FIGURE 3. — **COX2 promotes brain metastasis by enhancing BBB permeability.** A, relationship of the expressions of 17 brain metastasis signature genes with MMP1 was examined using the same cohort database used in Fig. 1A. Out of 17 genes, only 4 showed a significant relationship to MMP1. B, the relationship of the COX2 expression with brain metastasis-free survival of patients was examined by Kaplan-Meier analysis using the same cohort data set used in Fig. 1A. C, COX2 expression was examined for the primary tumors (n = 4) and brain metastatic lesions (n = 7) by qRT-PCR. D, breast tumor tissues from the patients without brain metastasis (n = 12) and brain metastatic tumor tissue (n = 10) from breast cancer patients were compared for COX2 expression by immunohistochemistry. *Scale bar* = 50 μm. E, expression of COX2 in the brain metastatic cell lines and their parental cells was examined by qRT-PCR and Western blot. F, secreted PGE₂ and PGF₂α in the conditioned medium of MDA231 and 231BrM were measured by the ELISA kit. G, the ability of trans-endothelial migration of MB231, 231-COX2, 231BrM, and 231BrMshCOX2 was examined. The effect of 3.4 μm COX2 inhibitor, NS398 (Cayman), on 231BrM cells was also tested. H, the effect of conditioned medium of 231BrM cell with or without NS398 on the trans-endothelial migration ability of MB231 cell was examined. I, the effect of conditioned medium of 231BrM cells with or without treatment of NS398 on brain endothelial cells was examined for the TEER. J, the effect of conditioned medium of 231BrM cells with or without the treatment of NS398 on BMEC was examined by the Evans Blue Albumin (*EBA*) permeability assay. ** and *** indicate p < 0.01 and p < 0.001, respectively.

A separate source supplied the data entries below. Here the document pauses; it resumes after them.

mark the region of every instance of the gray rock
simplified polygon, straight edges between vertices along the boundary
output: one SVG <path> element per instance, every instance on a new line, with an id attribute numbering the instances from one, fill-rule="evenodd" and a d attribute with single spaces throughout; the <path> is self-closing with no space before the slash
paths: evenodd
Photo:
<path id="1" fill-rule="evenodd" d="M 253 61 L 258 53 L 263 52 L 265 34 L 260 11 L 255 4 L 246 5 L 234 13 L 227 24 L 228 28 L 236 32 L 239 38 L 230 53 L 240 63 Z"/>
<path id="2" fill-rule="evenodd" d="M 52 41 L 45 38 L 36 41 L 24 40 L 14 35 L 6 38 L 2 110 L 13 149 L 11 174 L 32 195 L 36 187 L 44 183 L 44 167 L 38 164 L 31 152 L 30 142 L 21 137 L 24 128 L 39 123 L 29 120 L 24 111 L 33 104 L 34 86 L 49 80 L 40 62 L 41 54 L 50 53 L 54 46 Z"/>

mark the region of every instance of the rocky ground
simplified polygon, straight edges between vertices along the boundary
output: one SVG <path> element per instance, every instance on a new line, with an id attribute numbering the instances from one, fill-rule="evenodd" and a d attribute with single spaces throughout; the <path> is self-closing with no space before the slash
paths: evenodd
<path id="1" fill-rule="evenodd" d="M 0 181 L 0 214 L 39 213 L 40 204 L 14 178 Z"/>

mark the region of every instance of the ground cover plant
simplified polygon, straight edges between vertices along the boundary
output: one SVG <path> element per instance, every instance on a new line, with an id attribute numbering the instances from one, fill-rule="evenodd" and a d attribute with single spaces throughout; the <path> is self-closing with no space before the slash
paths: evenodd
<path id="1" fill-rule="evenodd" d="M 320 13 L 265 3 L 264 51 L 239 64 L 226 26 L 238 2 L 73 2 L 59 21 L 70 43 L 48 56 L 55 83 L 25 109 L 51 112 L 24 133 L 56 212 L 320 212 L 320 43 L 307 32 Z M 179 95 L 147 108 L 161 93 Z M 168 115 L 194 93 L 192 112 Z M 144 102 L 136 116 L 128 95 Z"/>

COX2 Up-regulates MMP1 Expression

To further investigate the relationship between COX2 and MMP1 in breast cancer brain metastasis, we divided patients into four groups based on the MMP1 and COX2 expression levels (Fig. 4A). We found that breast cancer patients with high COX2 and high MMP1 have the greatest risk of brain metastasis. Furthermore, the result of multivariate analysis indicates that COX2 and MMP1 have more influence on brain metastasis compared with other organ metastases. The patient group with high COX2 and high MMP1 showed a significantly higher hazard ratio compared with the group with high expression of only COX2 or MMP1, which suggests a strong connection between COX2 and MMP1 in brain metastasis. To examine whether COX2 directly controls the expression of MMP1, we measured the level of MMP1 in 231BrM cells in the presence or absence of NS398. We found that NS398 strongly suppressed the expression of MMP1 as shown in Fig. 4B, and this effect of NS398 was reversed by the addition of PGE₂ or PGF_2α (Fig. 4C), suggesting that COX2 up-regulates MMP1 through prostaglandin. To further test this possibility, we ectopically expressed COX2 in MDA231 and assayed the expression of MMP1 by qRT-PCR and Western blot. As shown in Fig. 4D, the expression of COX2 significantly up-regulated the expression of MMP1 at both the RNA and protein levels. In addition, we introduced shRNA targeting COX2 in 231BrM cells followed by assaying MMP1 expression by Western blot and qRT-PCR. We found that knockdown of COX2 by continuous expression of sh-COX2 significantly suppressed the expression of MMP1 (Fig. 4E). These results indicate that COX2 is able to up-regulate MMP1 via generation of prostaglandin, which in turn activates the expression of MMP1 in brain metastatic breast cancer cells.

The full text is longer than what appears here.